Over the years a variety of different services have grown up around these allowances and some of these are now being quality assured, with for example regular audits of both the centers that provide the assessments and the companies that provide the technologies. However, these audits do not cover technology training companies or those who offer study skills support outside the institutions.

The reports that are generated from the study needs and strategy assessments cover all aspects of the student’s disability in relation to the course they wish to undertake and their proposed learning environments. Their skills, prior knowledge and use of technology are assessed whilst new technologies may be introduced and other aspects of support discussed.

The equipment provided is designed to help support the students with their course and is orientated towards assistive technology that integrates with courseware or the virtual learning environments used. Although the majority of the equipment tends to be electronic in nature, and covers the widest range possible for those with disabilities, it may also include ergonomic items to an increase comfort levels when working with a computer or overlays, handheld magnifiers etc when working with paper based resources.

Around five percent of the student population has a disability according to the Higher Education Statistics Agency of which a large proportion has specific learning difficulties including dyslexia or LD. Most of these students receive hardware and software linked to enhancing their written language skills. It is these students who form the bulk of the survey and have offered comments as to which technologies have helped them the most in their studies.
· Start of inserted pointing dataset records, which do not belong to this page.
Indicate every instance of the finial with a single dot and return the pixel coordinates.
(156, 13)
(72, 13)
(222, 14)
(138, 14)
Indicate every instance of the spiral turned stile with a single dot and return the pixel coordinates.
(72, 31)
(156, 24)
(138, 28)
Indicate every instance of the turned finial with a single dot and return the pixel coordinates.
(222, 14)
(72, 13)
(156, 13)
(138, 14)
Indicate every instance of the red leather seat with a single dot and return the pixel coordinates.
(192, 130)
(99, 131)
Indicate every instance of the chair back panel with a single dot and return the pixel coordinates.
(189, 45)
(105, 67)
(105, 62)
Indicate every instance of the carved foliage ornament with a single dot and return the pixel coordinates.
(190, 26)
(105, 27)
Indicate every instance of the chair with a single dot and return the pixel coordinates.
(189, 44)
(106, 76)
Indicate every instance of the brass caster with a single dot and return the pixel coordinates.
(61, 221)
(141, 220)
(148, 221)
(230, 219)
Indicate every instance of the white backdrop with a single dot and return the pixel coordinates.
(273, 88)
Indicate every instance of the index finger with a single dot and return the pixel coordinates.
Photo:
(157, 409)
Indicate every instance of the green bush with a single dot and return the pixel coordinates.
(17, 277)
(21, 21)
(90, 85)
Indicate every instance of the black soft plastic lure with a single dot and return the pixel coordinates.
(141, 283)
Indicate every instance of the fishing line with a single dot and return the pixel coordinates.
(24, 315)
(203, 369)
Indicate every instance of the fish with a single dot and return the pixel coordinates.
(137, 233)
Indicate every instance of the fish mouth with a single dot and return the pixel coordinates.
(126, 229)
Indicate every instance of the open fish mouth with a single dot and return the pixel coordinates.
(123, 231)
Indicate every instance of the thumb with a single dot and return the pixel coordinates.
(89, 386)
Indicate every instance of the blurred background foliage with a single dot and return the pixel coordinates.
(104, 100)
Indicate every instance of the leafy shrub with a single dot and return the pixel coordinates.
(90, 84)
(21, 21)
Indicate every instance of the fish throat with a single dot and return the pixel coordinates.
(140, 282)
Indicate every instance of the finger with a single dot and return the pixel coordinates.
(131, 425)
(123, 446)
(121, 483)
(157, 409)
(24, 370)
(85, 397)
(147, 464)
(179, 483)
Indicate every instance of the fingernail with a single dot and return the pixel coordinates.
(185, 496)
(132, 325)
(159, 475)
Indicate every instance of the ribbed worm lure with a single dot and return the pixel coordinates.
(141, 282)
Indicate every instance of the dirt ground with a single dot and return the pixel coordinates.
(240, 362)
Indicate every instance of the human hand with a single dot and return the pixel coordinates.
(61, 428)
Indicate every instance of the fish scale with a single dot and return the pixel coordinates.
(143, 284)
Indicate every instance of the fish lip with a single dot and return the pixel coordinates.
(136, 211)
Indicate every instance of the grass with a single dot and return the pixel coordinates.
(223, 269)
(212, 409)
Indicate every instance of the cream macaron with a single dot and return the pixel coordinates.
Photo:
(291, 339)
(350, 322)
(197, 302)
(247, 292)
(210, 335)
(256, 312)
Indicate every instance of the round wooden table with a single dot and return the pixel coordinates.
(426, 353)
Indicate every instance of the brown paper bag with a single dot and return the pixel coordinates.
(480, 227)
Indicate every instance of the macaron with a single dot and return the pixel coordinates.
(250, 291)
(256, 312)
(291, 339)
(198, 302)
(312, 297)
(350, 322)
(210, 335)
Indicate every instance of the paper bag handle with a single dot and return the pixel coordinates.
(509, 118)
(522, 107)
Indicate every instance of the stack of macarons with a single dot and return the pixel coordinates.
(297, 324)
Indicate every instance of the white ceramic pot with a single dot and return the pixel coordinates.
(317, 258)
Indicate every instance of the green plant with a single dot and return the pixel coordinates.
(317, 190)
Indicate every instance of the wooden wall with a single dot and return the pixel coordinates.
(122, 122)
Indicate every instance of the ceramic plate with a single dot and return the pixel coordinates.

In the past it appears to have proved immensely difficult to capture the views of students regarding their use of their technologies and the training received. This presentation aims to illustrate how one study was undertaken that succeeded in capturing data relating to these issues but also acknowledges the pitfalls encountered along the way.

Some students contact suppliers’ technical and maintenance departments having received their equipment. The survey highlights some of these issues and whether they are related to the assistive technologies or other aspects of the technologies provided.

Outcomes for Audience: To become aware of some of the views students may have about the equipment they receive to enhance their studies in higher education and the technical issues that may arise.